Advanced Symptoms (Mainly Glomus Jugulare)

As a glomus jugulare tumour grows, it can press on the lower cranial nerves (Nerves IX, X, XI, and XII). This can lead to:

  • Difficulty swallowing or regular choking on liquids

  • Hoarseness or changes in the voice

  • Weakness when shrugging the shoulders

  • Weakness or asymmetry in the face or tongue

 
 

Clinical Evaluation & Diagnosis

Clinical evaluation for a glomus tumour involves an otoscopic physical exam identifying a vascular, "rising sun" reddish-blue mass, with diagnosis confirmed through audiometry and high-resolution imaging (CT temporal bone/MRI). Clinicians must never perform an incisional biopsy due to risks of severe bleeding from the highly vascular tumor. In cases of suspected functional tumors, a 24-hour urine or plasma metanephrines test will be arranged to screen for catecholamine secretion.

 

Management Strategies

Treatment is highly individualized. It is determined by our Neurotologists at ENT Associates who may involve the Auckland Skull Base multidisciplinary team, based on the patient's age, overall health, and tumour size.

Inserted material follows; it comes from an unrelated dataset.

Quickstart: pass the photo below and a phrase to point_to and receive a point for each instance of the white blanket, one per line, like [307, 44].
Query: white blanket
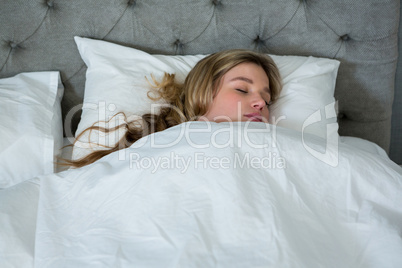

1. Observation ("Wait and Scan")

Because these tumours grow very slowly, immediate intervention is not always required. For older adults or patients with small, stable, asymptomatic tumours, your specialist may recommend regular monitoring with serial MRIs and physical exams.

2. Surgical Resection

Surgery aims to completely remove the mass.

  • Glomus Tympanicum: Frequently treated with surgical removal, which can be highly curative with low complication rates.

  • Glomus Jugulare: Surgery is far more complex due to the involvement of the skull base. Specialized endovascular embolization (blocking the blood vessels feeding the tumour) is often performed 24 to 48 hours before surgery to minimize intraoperative bleeding.

3. Radiation Therapy

Radiation does not usually make the tumour disappear completely. Instead, it targets the blood vessels of the tumour to halt its growth. Stereotactic radiosurgery (such as Gamma Knife) or fractionated radiotherapy is highly successful, boasting growth-control rates greater than 90%. It is a preferred option for large glomus jugulare tumours where surgery carries too high a risk of permanent nerve damage.